Com o plenário vazio, o texto foi aprovado de forma simbólica. Agora, a proposta segue para as comissões de Assuntos Sociais (CAS) e de Constituição e Justiça (CCJ). O projeto modifica o atual Código Civil e determina que o nascituro terá direito “inviolável ao nascimento sadio e harmonioso” após a 22ª semana de gestação.

Atualmente, a legislação e o Supremo Tribunal Federal (STF) permitem o aborto legal em casos de risco à vida da mãe, gravidez resultante de estupro e fetos anencéfalos. Se aprovada a proposta, mesmos nesses casos, o procedimento não poderá ser adotado a partir da 23ª semana de gestação.

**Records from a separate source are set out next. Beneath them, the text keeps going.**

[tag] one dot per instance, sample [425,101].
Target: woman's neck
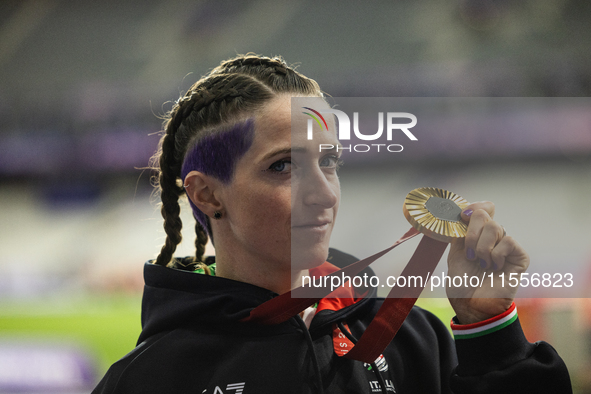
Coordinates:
[274,276]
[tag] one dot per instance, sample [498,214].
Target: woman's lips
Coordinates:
[314,226]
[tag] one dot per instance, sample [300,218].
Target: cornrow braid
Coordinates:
[230,92]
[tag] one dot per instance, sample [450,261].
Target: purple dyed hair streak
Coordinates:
[216,155]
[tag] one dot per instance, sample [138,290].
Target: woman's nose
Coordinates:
[321,189]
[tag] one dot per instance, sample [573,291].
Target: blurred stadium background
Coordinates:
[82,87]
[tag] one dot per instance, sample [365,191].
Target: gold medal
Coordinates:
[436,213]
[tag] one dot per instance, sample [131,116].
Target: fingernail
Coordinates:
[482,263]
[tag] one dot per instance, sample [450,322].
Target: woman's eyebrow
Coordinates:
[284,151]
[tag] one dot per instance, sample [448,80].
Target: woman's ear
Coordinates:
[201,190]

Uma antecipação do parto deverá ser adotada, segundo o texto. Em caso de “risco grave à vida da gestante”, a determinação é que, além do parto antecipado, sejam adotados esforços para manter a vida do feto.

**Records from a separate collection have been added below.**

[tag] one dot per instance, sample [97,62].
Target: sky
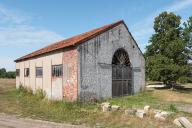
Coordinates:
[28,25]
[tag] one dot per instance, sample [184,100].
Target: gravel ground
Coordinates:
[8,121]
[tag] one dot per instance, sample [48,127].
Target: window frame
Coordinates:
[25,72]
[17,72]
[54,69]
[36,73]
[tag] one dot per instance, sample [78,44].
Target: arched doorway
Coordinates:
[121,74]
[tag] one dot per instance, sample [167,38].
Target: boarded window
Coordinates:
[39,71]
[57,70]
[26,72]
[17,72]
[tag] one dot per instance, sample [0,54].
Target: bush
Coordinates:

Apesar de não mencionar os abortos de fetos inviáveis antes da 22ª semana, o projeto não os autoriza de forma clara.

Continua depois da publicidade

Restrição do aborto

Alas do Congresso têm defendido o avanço de propostas que restrinjam o aborto, que chegaram a ir adiante na Câmara e no Senado, mas retrocederam diante de mobilizações populares.

Uma Frente Parlamentar Mista contra o Aborto foi criada por deputados em 2023. Já no Senado, alguns nomes que defendem a pauta são a senadora Damares Alves (Republicanos-DF), presidente da Comissão de Direitos Humanos , e Eduardo Girão (Novo-CE), relator da proposta que proíbe o aborto após a 22ª semana.

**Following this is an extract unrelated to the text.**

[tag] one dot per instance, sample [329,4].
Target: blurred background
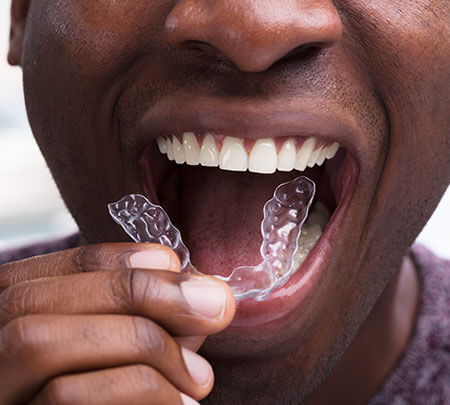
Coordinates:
[31,208]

A legislação brasileira vê o aborto como crime, com punições a mulheres e a profissionais de saúde que realizarem o procedimento. Porém, há exceções para a interrupção da gravidez quando há risco à vida da mãe ou em casos de gestações frutos de estupro. O STF também estendeu o direito ao aborto para casos de fetos anencéfalos.

Apesar de na legislação não existir um limite temporal para o aborto legal, decisões judiciais de diferentes partes do país tem têm impedido o procedimento após a 22ª semana. As ações usam como argumento normas técnicas e resoluções do Ministério da Saúde e do Conselho Federal de Medicina (CFM).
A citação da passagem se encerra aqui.